Pocketbook hudson: un oasis de arte y diseño en el corazón del valle del hudson

Charlap Hyman & Herrero ha vuelto a demostrar su maestría con Pocketbook Hudson, un hotel que redefine el lujo como experiencia sensorial. Olvídate de las fórmulas prefabricadas; este es un escape, un manifiesto de diseño y creatividad enclavado en el corazón del Valle del Hudson.

Un refugio para conspiradores del estilo

El hotel, nacido de una antigua fábrica de sacos de bolsillo, respira un aire de vanguardia gracias a la visión de la arquitectónica Charlap Hyman & Herrero. Cada detalle, desde los sculpturales lámparas que parecen portal a otros mundos hasta los baños de lava esculpida, es una declaración de intenciones. Eckhaus Latta y Colbo aportan un toque de rebeldía y sofisticación, mientras que las tiendas ofrecen una selección curada de marcas como Issey Miyake y Yohji Yamamoto.

Sean Roland, uno de los propietarios, se atreve a decir: "Podemos tenerlo todo aquí". Y lo hace, atrayendo a un elenco de artistas, actores y diseñadores que buscan un espacio donde la inspiración fluya libremente. No es una simple estancia, es un ecosistema creativo.

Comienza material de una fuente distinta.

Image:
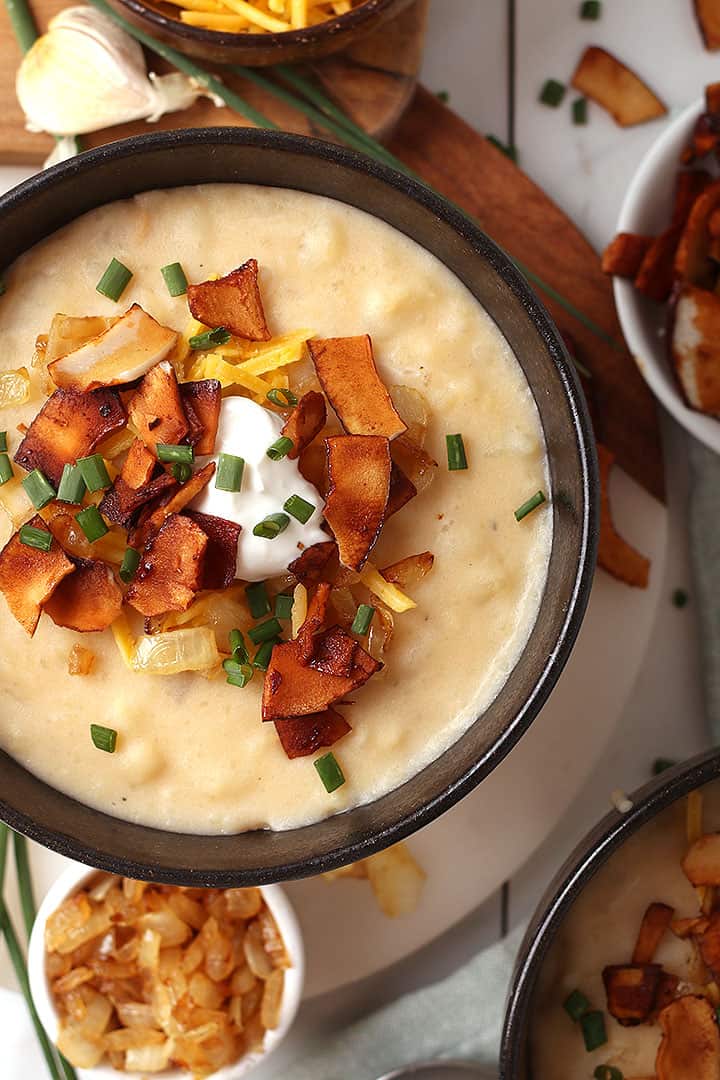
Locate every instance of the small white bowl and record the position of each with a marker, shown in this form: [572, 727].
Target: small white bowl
[75, 878]
[647, 208]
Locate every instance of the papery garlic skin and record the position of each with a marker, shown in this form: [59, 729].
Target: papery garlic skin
[86, 73]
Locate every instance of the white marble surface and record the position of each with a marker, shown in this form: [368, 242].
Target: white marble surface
[585, 171]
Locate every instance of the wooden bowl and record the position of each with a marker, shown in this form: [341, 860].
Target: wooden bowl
[258, 50]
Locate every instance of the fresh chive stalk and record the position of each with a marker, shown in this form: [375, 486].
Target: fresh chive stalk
[299, 508]
[175, 279]
[329, 772]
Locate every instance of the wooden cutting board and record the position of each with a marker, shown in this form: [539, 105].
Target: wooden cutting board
[376, 83]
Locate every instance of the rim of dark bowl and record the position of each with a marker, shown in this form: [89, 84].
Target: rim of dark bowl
[320, 34]
[73, 172]
[574, 875]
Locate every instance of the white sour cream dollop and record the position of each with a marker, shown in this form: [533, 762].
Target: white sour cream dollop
[247, 430]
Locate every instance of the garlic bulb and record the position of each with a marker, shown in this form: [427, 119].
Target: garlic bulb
[86, 73]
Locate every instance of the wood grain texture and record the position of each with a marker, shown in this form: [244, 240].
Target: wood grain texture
[374, 81]
[461, 164]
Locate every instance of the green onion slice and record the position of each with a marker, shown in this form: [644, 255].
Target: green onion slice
[329, 772]
[257, 598]
[299, 508]
[91, 522]
[104, 738]
[131, 561]
[72, 485]
[32, 537]
[271, 526]
[527, 508]
[265, 631]
[94, 472]
[5, 469]
[280, 448]
[457, 457]
[208, 338]
[282, 397]
[38, 488]
[114, 280]
[175, 279]
[168, 453]
[229, 474]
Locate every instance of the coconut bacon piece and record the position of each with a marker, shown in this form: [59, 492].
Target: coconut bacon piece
[155, 408]
[345, 368]
[120, 354]
[610, 83]
[690, 1048]
[89, 599]
[171, 568]
[29, 577]
[358, 473]
[695, 348]
[202, 400]
[232, 301]
[306, 421]
[69, 426]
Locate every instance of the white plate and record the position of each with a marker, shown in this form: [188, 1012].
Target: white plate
[479, 844]
[647, 210]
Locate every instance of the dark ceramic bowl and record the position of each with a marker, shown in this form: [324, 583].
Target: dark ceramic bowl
[571, 879]
[258, 50]
[53, 198]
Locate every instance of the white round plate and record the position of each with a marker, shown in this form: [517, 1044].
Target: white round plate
[479, 844]
[647, 210]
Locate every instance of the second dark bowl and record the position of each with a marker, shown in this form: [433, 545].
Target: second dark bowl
[220, 154]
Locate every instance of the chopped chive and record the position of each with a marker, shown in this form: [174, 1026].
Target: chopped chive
[208, 338]
[174, 278]
[261, 658]
[265, 631]
[181, 471]
[299, 508]
[575, 1004]
[32, 537]
[591, 9]
[363, 619]
[257, 598]
[280, 448]
[229, 475]
[72, 485]
[329, 772]
[91, 522]
[170, 451]
[104, 738]
[238, 646]
[281, 397]
[552, 93]
[527, 508]
[114, 280]
[283, 606]
[456, 448]
[580, 110]
[94, 472]
[271, 526]
[131, 561]
[594, 1033]
[38, 489]
[5, 469]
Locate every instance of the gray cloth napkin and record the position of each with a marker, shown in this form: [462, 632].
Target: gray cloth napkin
[460, 1016]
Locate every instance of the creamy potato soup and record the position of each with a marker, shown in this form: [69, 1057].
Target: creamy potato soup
[602, 928]
[192, 752]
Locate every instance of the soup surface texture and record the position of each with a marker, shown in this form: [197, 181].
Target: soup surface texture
[192, 753]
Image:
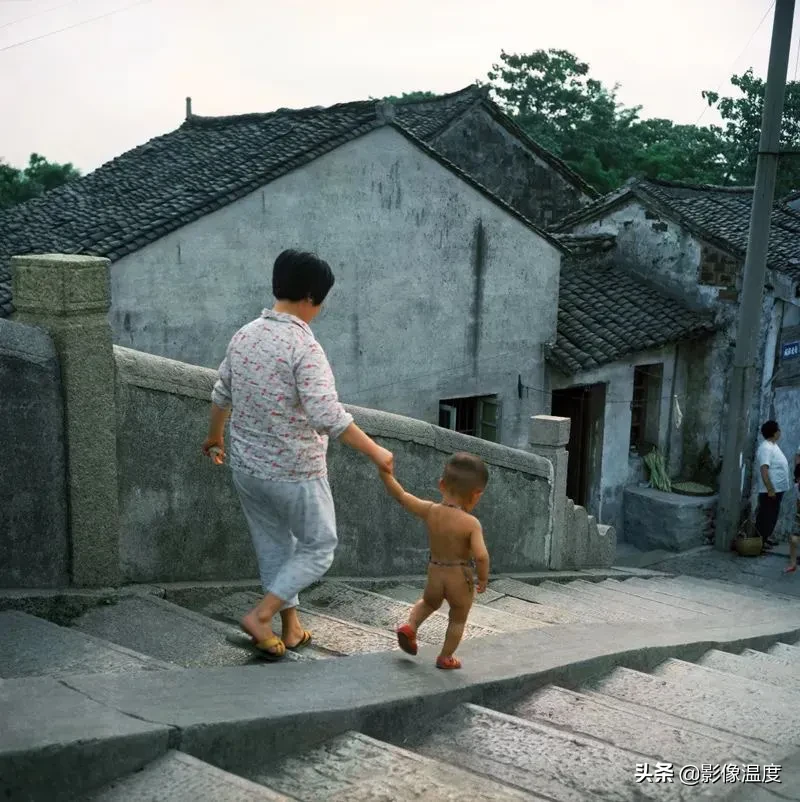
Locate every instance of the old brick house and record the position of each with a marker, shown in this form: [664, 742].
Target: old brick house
[430, 213]
[687, 244]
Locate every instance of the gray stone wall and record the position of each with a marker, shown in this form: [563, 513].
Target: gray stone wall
[181, 521]
[490, 153]
[440, 293]
[658, 520]
[33, 506]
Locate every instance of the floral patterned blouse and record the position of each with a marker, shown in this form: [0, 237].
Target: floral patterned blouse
[277, 380]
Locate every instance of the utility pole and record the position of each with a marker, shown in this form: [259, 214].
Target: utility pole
[742, 384]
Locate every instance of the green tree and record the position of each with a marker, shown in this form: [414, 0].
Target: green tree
[18, 186]
[741, 115]
[552, 96]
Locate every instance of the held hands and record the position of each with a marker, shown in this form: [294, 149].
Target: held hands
[214, 447]
[384, 460]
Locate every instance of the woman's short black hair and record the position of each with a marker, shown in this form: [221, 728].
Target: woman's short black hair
[301, 276]
[770, 429]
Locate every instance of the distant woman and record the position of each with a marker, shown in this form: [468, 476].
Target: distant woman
[773, 480]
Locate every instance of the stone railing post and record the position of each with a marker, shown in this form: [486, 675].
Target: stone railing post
[548, 438]
[69, 296]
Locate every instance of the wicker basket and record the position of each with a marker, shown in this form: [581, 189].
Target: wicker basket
[749, 546]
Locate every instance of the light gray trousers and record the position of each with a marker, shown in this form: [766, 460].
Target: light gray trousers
[293, 527]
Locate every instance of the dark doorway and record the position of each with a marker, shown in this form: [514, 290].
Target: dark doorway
[584, 406]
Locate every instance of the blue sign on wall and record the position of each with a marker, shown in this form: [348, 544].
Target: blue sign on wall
[790, 350]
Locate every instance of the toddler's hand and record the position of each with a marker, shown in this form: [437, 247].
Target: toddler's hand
[384, 459]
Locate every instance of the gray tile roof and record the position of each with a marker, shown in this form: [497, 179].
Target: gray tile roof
[718, 215]
[606, 312]
[207, 163]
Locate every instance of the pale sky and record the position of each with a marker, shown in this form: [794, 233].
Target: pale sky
[88, 94]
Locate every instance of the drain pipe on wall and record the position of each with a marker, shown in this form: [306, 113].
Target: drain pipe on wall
[671, 406]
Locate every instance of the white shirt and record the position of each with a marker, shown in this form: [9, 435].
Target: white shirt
[770, 454]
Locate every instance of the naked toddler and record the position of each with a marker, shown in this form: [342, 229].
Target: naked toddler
[456, 544]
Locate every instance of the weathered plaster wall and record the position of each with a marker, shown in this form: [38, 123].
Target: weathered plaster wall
[180, 517]
[619, 466]
[33, 500]
[439, 292]
[486, 150]
[656, 247]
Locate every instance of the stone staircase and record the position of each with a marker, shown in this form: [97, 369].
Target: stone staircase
[557, 742]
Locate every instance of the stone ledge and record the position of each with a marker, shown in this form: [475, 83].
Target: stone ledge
[227, 717]
[164, 375]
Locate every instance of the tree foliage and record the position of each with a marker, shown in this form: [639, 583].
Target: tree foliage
[18, 186]
[551, 94]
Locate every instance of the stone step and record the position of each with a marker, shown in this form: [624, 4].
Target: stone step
[569, 595]
[740, 590]
[644, 607]
[670, 602]
[356, 768]
[784, 704]
[179, 777]
[559, 765]
[724, 594]
[483, 615]
[783, 651]
[548, 594]
[711, 706]
[520, 599]
[164, 630]
[364, 607]
[33, 647]
[717, 600]
[332, 636]
[754, 668]
[642, 730]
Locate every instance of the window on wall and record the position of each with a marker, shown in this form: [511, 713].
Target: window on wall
[646, 407]
[478, 416]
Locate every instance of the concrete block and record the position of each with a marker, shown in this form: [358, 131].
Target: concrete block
[33, 502]
[57, 744]
[714, 707]
[658, 736]
[332, 636]
[549, 431]
[669, 521]
[69, 296]
[22, 653]
[356, 768]
[168, 632]
[179, 777]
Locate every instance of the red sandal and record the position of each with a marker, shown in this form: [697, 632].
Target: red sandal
[407, 639]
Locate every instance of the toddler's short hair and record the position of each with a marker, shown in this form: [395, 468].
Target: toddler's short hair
[297, 276]
[465, 473]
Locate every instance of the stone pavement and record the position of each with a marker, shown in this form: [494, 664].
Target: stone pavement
[588, 678]
[764, 572]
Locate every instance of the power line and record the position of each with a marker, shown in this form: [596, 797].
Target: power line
[76, 25]
[37, 14]
[744, 50]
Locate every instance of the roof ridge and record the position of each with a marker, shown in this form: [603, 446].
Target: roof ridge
[737, 189]
[307, 111]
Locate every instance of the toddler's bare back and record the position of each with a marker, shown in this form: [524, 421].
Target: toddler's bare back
[449, 531]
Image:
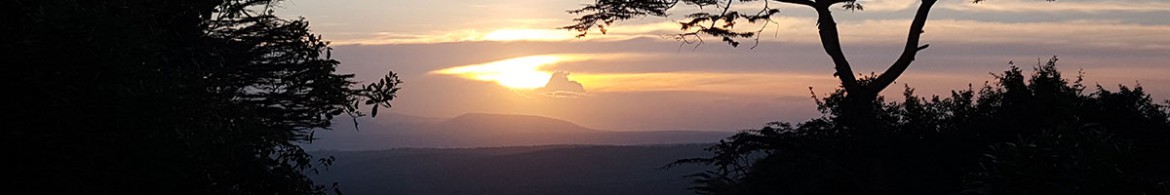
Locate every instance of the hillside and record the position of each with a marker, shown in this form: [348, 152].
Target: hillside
[514, 171]
[488, 130]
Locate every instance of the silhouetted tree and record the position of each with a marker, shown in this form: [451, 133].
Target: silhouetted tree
[1039, 134]
[169, 97]
[861, 93]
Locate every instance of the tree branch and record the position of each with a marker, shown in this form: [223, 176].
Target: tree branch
[908, 53]
[831, 41]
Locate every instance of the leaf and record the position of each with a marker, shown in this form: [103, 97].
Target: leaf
[373, 112]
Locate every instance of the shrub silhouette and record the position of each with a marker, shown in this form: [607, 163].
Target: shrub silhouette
[1040, 134]
[169, 97]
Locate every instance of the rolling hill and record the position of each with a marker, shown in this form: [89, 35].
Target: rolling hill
[487, 130]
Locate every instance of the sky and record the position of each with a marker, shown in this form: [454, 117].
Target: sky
[508, 56]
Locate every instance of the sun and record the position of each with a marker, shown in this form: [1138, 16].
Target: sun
[520, 72]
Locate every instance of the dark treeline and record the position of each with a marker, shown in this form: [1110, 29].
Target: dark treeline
[167, 97]
[1021, 134]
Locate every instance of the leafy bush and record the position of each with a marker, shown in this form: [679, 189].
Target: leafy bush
[1040, 134]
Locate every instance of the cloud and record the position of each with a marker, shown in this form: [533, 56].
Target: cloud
[1032, 6]
[559, 85]
[887, 5]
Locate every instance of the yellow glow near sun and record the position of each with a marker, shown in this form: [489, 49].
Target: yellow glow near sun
[529, 35]
[520, 72]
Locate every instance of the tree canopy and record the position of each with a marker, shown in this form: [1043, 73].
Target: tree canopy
[1020, 134]
[171, 97]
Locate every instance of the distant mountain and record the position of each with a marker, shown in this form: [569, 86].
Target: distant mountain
[514, 171]
[486, 130]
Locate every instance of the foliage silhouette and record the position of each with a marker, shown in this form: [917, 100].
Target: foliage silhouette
[170, 97]
[1040, 134]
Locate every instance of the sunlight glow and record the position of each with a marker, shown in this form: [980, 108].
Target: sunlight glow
[520, 72]
[529, 35]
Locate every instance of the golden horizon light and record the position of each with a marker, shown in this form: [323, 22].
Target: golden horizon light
[518, 72]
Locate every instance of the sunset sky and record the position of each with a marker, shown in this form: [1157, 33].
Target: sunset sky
[497, 56]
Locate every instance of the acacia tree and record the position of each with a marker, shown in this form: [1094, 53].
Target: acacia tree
[860, 92]
[170, 97]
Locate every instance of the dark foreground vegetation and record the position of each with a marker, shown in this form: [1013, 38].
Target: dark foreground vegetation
[1021, 134]
[562, 169]
[167, 97]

Más allá de la habitabilidad: el spa baths

Más allá de la habitabilidad: el spa baths

Pero el verdadero secreto de Pocketbook reside en The Baths, su nuevo spa. Este oasis, diseñado por un equipo interno y con influencias de spas icónicos de todo el mundo, es una experiencia que trasciende lo puramente físico. Un espacio de 6.000 metros cuadrados donde la luz y el agua se funden en una danza hipnótica. Tres piscinas, cada una con una temperatura distinta, invitan a la relajación profunda y a la desconexión total. Los taburetes de rubber de Rich Aybar, con su forma orgánica, añaden un toque surrealista. La directora de bienestar, Remy Maelen, explica que "el bienestar es relacional", priorizando la conexión personal y la experiencia individual.

Los días comunitarios, con clases de movimiento y meditaciones sensoriales, demuestran que Pocketbook no solo ofrece lujo, sino también una invitación a la participación y al descubrimiento. La posibilidad de acceder al spa a precios asequibles para los habitantes del Valle del Hudson es una apuesta por la comunidad y la inclusión.

Y, para llevarse un pedacito de este paraíso, Madeleine y Jeanine ofrecen masajes y tratamientos personalizados, acompañados de tinturas naturales y productos locales. La música, lejos de ser genérica, nos transporta a un mundo de sensaciones. Incluso, la sugerencia de un simple ejercicio para aliviar la tensión se convierte en un recordatorio tangible de la experiencia vivida.

La última reflexión: al salir, no llevas contigo solo recuerdos, sino un movimiento, una forma de conectar con el cuerpo y la mente. Pocketbook Hudson no es solo un hotel; es una inversión en uno mismo.